Indeed it turned out, from reading the PROOF logs, that the original problem was that it couldn’t access the custom RooHypatia class. When I added the gPROOF->Load line as per your suggestion, I get a different error now

#0  0x00000032c88ac5de in waitpid () from /lib64/libc.so.6
#1  0x00000032c883e619 in do_system () from /lib64/libc.so.6
#2  0x00007f4fa4f8a568 in TUnixSystem::StackTrace() () from /cvmfs/lhcb.cern.ch/lib/lcg/releases/ROOT/6.12.06-0f687/x86_64-slc6-gcc62-opt/lib/libCore.so
#3  0x00007f4fa117be05 in cling::MultiplexInterpreterCallbacks::PrintStackTrace() () from /cvmfs/lhcb.cern.ch/lib/lcg/releases/ROOT/6.12.06-0f687/x86_64-slc6-gcc62-opt/lib/libCling.so
#4  0x00007f4fa117b8bb in cling_runtime_internal_throwIfInvalidPointer () from /cvmfs/lhcb.cern.ch/lib/lcg/releases/ROOT/6.12.06-0f687/x86_64-slc6-gcc62-opt/lib/libCling.so
#5  0x00007f4fa0caa3ea in ?? ()
#6  0x00007fff72f27190 in ?? ()
#7  0x00007fff72f27058 in ?? ()
#8  0x00007fff72f26f20 in ?? ()
#9  0x00007fff72f26de8 in ?? ()
#10 0x00007fff72f23840 in ?? ()
#11 0x00007fff72f23930 in ?? ()
#12 0x0000000000000000 in ?? ()
Error in <HandleInterpreterException>: Trying to dereference null pointer or trying to call routine taking non-null arguments.
Execution of your code was aborted.
In file included from input_line_10:1:
/data1/avenkate/JpsiLambda_RESTART/scripts/testdir/StandardHypoTestInvDemo.C:971:4: warning: null passed to a callee that requires a non-null argument [-Wnonnull]
   gProof->Load("/data1/avenkate/JpsiLambda_RESTART/scripts/testdir/RooHypatia2_cpp.so");

This seems to suggest that the gProof object is a nullptr. I even tried including the TProof class, but it didn’t help. I am attaching my modified script, and full log file. I would appreciate any advice here.

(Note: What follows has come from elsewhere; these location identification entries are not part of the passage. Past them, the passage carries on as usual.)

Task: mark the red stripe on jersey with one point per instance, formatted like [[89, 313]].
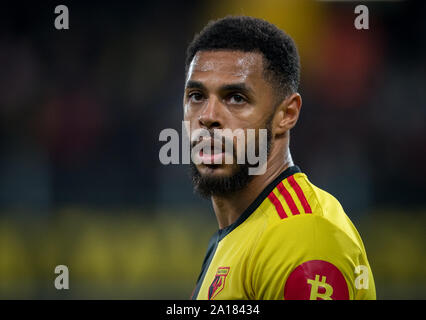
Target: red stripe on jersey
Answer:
[[273, 198], [300, 194], [288, 198]]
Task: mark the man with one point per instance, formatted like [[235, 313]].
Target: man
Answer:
[[279, 236]]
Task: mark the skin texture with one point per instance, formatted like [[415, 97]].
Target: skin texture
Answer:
[[227, 89]]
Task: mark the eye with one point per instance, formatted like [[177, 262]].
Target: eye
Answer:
[[195, 97], [237, 99]]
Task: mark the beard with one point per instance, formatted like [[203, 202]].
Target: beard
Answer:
[[207, 186]]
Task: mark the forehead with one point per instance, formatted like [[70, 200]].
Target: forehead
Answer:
[[226, 65]]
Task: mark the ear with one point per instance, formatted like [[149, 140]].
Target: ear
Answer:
[[287, 113]]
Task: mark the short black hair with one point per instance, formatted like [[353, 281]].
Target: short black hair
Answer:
[[247, 34]]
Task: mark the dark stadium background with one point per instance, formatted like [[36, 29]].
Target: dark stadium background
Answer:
[[81, 110]]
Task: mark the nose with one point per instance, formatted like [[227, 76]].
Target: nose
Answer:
[[210, 116]]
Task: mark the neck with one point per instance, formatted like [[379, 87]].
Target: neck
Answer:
[[229, 207]]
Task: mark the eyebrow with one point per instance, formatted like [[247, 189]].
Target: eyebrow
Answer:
[[191, 84]]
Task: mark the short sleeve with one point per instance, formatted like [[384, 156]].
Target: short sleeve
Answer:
[[306, 257]]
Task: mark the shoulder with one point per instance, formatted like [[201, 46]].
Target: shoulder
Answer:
[[298, 209]]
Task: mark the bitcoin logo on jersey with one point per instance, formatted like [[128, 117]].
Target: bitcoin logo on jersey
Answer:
[[316, 285], [316, 280]]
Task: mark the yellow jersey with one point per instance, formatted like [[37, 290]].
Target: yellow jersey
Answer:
[[293, 242]]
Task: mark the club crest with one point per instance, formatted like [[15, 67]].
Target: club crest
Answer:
[[218, 282]]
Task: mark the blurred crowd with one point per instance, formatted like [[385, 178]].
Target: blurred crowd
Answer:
[[81, 109]]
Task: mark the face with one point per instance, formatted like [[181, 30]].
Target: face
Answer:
[[225, 90]]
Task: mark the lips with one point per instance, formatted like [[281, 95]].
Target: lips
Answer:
[[210, 152]]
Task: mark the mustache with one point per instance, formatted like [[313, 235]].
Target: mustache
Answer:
[[214, 139]]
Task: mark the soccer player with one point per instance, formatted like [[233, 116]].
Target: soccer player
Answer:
[[280, 236]]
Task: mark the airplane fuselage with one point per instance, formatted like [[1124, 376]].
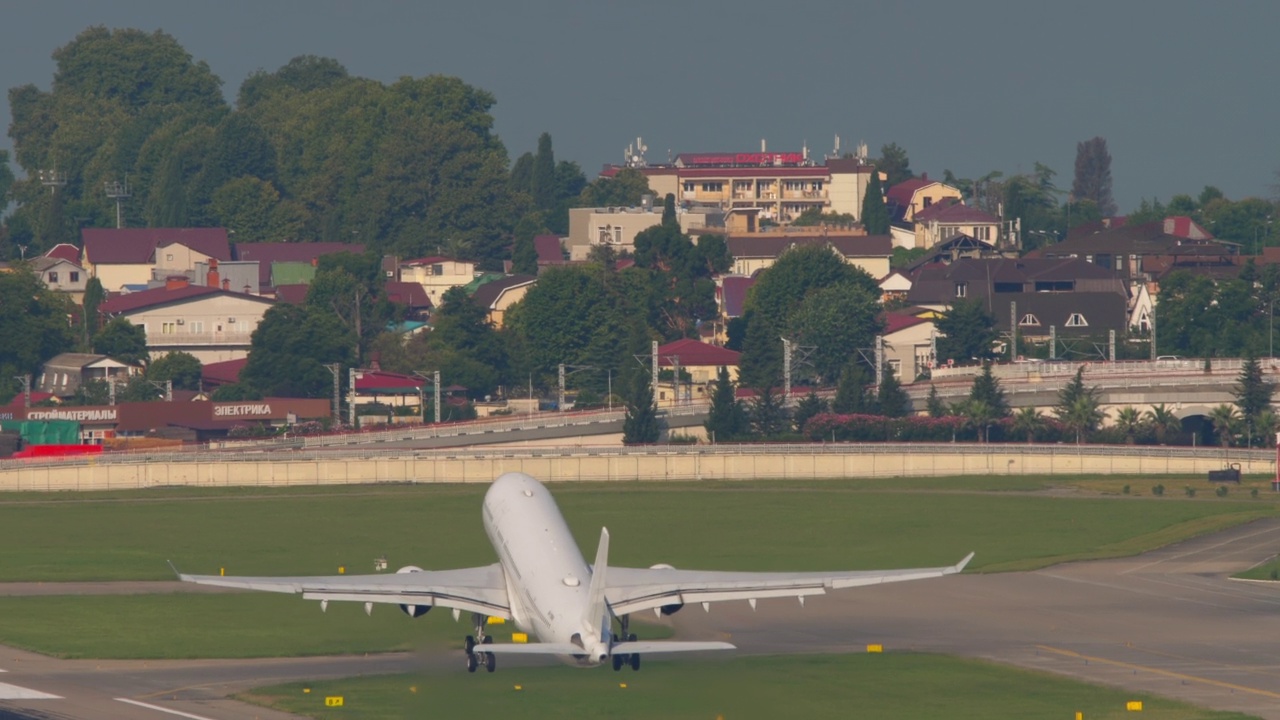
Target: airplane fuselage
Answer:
[[547, 575]]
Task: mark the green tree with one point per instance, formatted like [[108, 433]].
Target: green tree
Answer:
[[808, 406], [874, 210], [726, 419], [291, 347], [120, 340], [1078, 406], [182, 368], [641, 424], [895, 164], [968, 331], [768, 415], [986, 390]]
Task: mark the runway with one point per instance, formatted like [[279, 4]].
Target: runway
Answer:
[[1166, 621]]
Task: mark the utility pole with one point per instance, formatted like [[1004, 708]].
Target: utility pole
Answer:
[[118, 192], [336, 368]]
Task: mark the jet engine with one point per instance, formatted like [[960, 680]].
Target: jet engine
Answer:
[[414, 610], [673, 607]]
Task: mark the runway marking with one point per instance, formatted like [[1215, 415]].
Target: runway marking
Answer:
[[149, 706], [14, 692], [1159, 671]]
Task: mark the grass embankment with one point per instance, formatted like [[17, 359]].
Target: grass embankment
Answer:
[[808, 525], [887, 687]]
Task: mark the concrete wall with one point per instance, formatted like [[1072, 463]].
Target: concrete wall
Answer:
[[566, 464]]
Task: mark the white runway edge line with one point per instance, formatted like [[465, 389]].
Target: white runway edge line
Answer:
[[156, 707], [14, 692]]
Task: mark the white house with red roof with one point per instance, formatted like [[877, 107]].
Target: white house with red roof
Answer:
[[437, 274], [908, 345], [128, 256], [949, 218], [699, 365], [909, 197], [211, 323]]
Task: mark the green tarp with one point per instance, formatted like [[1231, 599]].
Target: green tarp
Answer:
[[44, 432]]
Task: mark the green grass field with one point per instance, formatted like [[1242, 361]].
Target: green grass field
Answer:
[[1013, 523], [886, 687]]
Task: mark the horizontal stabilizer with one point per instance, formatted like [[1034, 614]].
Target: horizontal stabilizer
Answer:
[[668, 646], [531, 648]]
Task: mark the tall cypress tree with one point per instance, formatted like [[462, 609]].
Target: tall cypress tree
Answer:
[[874, 212]]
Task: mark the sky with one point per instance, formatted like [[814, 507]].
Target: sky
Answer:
[[1183, 91]]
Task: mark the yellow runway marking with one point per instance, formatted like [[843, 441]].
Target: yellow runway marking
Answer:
[[1159, 671]]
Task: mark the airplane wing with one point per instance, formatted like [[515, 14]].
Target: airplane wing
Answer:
[[636, 588], [474, 589]]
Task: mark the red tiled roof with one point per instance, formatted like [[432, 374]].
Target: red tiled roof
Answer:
[[64, 251], [223, 373], [268, 253], [903, 192], [952, 212], [693, 352], [895, 322], [163, 296], [137, 246]]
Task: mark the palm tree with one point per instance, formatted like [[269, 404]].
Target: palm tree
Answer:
[[1162, 419], [1028, 420], [1226, 422], [1129, 420]]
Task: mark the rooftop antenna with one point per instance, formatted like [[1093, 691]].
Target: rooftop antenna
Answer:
[[118, 192]]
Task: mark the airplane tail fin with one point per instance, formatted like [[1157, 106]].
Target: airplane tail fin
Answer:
[[597, 618]]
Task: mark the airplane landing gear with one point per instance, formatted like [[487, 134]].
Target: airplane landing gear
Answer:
[[475, 659]]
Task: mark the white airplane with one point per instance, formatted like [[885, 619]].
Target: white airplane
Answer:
[[543, 583]]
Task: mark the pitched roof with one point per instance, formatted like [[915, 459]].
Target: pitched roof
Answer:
[[734, 290], [548, 250], [65, 251], [489, 292], [268, 253], [408, 294], [952, 212], [223, 373], [137, 246], [693, 352], [164, 296]]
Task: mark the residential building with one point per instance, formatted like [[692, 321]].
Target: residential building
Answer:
[[120, 258], [947, 219], [757, 251], [912, 196], [618, 227], [64, 374], [211, 323], [780, 186], [499, 295], [698, 365], [437, 274]]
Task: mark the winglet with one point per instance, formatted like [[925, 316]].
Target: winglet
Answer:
[[597, 614]]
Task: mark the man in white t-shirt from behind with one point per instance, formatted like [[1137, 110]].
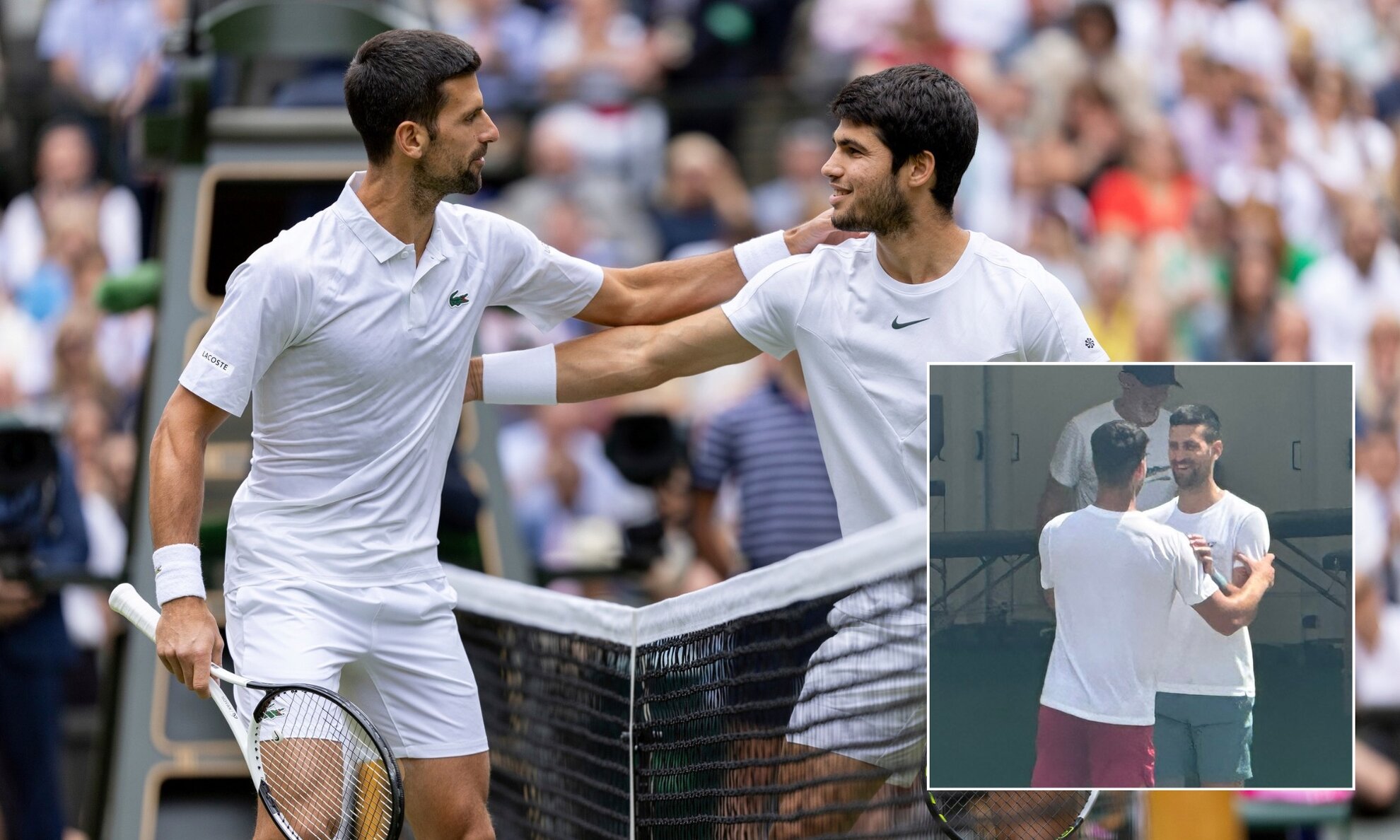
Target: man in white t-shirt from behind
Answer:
[[1071, 485], [1206, 685], [1112, 574]]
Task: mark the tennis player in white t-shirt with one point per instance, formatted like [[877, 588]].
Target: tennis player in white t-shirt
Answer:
[[1206, 685], [1071, 484], [867, 317], [1112, 574], [350, 334]]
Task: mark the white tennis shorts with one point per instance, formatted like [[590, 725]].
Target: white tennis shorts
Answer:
[[394, 651], [864, 696]]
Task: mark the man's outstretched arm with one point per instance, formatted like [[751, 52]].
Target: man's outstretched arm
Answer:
[[663, 291], [624, 360], [1227, 614]]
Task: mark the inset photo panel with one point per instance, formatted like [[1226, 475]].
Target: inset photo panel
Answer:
[[1140, 576]]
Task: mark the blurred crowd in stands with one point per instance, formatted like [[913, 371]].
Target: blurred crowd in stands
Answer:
[[1213, 180]]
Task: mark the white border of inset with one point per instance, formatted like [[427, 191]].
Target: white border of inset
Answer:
[[928, 717]]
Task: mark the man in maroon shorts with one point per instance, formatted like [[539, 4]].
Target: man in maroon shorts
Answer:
[[1111, 574]]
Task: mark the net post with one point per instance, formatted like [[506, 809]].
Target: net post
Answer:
[[631, 725]]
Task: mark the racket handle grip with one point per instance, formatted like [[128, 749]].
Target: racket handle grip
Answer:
[[129, 604]]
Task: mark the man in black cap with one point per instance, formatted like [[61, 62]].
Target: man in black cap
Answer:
[[1073, 485]]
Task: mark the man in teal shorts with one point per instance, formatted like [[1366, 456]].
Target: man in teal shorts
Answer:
[[1206, 688]]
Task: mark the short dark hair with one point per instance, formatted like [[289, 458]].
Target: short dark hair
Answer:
[[1118, 448], [1198, 415], [398, 76], [916, 108]]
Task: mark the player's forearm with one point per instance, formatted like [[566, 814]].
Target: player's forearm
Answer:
[[664, 291], [177, 496], [625, 360]]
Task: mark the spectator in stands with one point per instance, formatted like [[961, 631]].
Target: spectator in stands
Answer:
[[1378, 384], [1256, 223], [1186, 272], [1341, 293], [1247, 331], [1346, 151], [1153, 194], [66, 170], [1111, 313], [1378, 617], [24, 353], [1217, 127], [556, 173], [703, 198], [105, 64], [34, 646], [570, 501], [598, 65], [71, 252], [766, 445], [506, 34], [86, 615], [1277, 180], [1054, 62], [914, 40], [800, 191], [1293, 342], [77, 373]]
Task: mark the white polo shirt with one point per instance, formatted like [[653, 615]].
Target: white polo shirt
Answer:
[[1115, 578], [1201, 661], [867, 339], [1073, 461], [356, 360]]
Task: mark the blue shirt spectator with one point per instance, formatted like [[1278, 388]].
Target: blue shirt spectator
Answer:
[[768, 444], [35, 651]]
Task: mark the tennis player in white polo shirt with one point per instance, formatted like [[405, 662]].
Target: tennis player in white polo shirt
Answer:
[[1112, 576], [350, 334], [1206, 685], [867, 317]]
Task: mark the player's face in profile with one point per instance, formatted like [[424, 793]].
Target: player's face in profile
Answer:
[[865, 194], [1190, 455], [451, 161]]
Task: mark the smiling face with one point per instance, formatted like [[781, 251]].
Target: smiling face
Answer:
[[865, 194], [451, 160], [1193, 458]]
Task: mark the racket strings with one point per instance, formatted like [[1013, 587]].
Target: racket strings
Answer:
[[1010, 815], [324, 771]]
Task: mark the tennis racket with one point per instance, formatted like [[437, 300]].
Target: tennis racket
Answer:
[[320, 766], [1010, 815]]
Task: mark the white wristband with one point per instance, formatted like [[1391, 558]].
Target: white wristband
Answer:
[[520, 378], [761, 252], [178, 573]]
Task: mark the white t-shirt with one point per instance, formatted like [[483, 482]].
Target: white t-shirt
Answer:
[[1073, 461], [1198, 660], [1115, 577], [867, 339], [356, 363]]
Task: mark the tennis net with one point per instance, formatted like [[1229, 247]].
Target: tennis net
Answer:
[[786, 700]]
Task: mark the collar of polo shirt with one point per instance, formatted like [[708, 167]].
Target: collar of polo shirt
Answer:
[[350, 209]]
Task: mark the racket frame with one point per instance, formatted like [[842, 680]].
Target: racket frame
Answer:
[[129, 604], [948, 831]]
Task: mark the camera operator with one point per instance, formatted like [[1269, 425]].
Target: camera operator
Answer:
[[41, 538]]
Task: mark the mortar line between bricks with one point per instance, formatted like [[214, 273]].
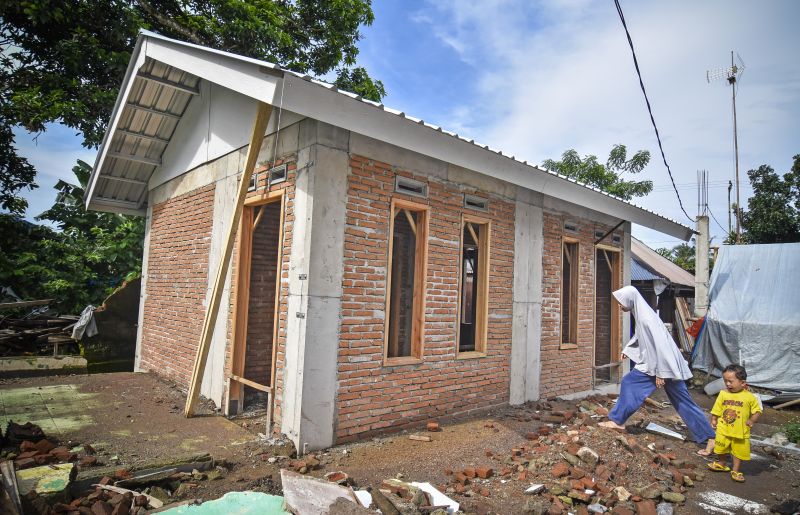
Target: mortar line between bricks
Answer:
[[52, 419]]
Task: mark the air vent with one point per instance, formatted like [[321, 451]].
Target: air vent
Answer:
[[410, 187], [277, 175], [473, 202]]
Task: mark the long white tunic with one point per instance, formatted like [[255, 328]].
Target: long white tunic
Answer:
[[652, 347]]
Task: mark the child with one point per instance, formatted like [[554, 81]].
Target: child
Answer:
[[734, 413]]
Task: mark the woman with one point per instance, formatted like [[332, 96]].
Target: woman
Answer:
[[658, 364]]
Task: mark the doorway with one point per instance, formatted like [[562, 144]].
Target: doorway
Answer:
[[255, 330], [607, 316]]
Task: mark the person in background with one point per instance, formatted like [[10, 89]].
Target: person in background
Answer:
[[659, 364], [734, 413]]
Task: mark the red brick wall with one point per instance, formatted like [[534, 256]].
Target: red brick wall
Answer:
[[177, 281], [372, 397], [567, 370]]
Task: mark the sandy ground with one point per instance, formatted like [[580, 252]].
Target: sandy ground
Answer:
[[133, 419]]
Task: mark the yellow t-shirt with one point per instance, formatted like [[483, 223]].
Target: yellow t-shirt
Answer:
[[732, 411]]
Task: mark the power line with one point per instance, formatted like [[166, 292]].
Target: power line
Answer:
[[715, 219], [649, 109]]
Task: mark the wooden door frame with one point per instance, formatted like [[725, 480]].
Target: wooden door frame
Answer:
[[241, 300], [616, 315]]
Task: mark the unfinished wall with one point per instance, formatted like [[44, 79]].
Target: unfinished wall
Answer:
[[177, 278], [373, 397], [568, 370]]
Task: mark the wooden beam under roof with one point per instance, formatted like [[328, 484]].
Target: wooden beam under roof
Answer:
[[168, 83], [139, 159]]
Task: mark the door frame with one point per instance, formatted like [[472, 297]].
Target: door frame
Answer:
[[241, 300]]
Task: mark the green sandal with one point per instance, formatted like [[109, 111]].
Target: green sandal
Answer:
[[718, 467]]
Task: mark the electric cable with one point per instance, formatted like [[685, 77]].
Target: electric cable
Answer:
[[649, 108]]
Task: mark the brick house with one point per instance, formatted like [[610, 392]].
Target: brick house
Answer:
[[385, 271]]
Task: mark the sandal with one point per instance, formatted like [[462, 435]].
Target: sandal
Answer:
[[718, 467]]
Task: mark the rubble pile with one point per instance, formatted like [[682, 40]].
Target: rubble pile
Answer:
[[37, 335]]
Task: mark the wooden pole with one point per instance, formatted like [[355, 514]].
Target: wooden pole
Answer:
[[212, 311]]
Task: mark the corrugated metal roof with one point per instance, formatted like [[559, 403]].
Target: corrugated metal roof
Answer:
[[172, 102], [660, 265], [639, 272]]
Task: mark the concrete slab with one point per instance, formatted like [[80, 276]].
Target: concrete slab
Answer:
[[56, 409]]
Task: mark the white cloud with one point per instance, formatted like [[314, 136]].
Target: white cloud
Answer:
[[553, 75]]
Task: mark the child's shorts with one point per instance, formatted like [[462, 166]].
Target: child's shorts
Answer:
[[739, 447]]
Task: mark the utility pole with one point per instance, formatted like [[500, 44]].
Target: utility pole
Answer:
[[731, 75]]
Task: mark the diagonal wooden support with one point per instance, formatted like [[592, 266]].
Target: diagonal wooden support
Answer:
[[212, 311]]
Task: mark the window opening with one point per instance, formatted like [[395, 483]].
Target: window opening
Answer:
[[569, 293], [474, 286], [407, 280]]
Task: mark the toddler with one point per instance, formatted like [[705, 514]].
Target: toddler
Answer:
[[734, 413]]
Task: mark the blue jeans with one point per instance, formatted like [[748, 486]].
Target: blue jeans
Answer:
[[637, 386]]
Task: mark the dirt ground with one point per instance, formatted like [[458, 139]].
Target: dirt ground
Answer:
[[133, 419]]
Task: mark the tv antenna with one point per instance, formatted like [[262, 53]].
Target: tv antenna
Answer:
[[732, 74]]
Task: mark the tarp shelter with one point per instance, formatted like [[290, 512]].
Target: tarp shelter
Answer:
[[754, 310]]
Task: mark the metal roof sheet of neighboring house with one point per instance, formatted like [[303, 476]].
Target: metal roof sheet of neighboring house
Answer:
[[659, 264], [639, 272], [164, 74]]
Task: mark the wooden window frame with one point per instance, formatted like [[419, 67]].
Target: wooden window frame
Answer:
[[616, 311], [482, 299], [241, 298], [574, 297], [420, 282]]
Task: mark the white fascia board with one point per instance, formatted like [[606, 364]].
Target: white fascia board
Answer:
[[137, 60], [306, 98], [245, 76]]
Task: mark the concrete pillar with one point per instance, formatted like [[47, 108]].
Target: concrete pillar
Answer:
[[526, 329], [701, 268], [626, 280], [316, 267]]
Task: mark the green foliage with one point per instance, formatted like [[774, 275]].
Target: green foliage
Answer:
[[606, 177], [792, 430], [682, 255], [62, 61], [80, 264], [773, 212]]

And the reason I started with PROOF and not TProcessExecutor or TThreadExecutor, was because the tutorial itself had an option to use PROOF. Thats all :slight_smile:

fullLog_new.txt (18.9 KB)
StandardHypoTestInvDemo.C (43.3 KB)
worker-0.0.txt (11.3 KB)

Thanks for the help,
Arvind.

PS: I have also attached one of the original PROOF logs (showing that it didn’t have access to the custom class), as worker-0.0.txt.
PPS: Editing this post since I can’t make another. Dear @ganis, is there some solution to the problem I have mentioned in the above post?

This topic was automatically closed 14 days after the last reply. New replies are no longer allowed.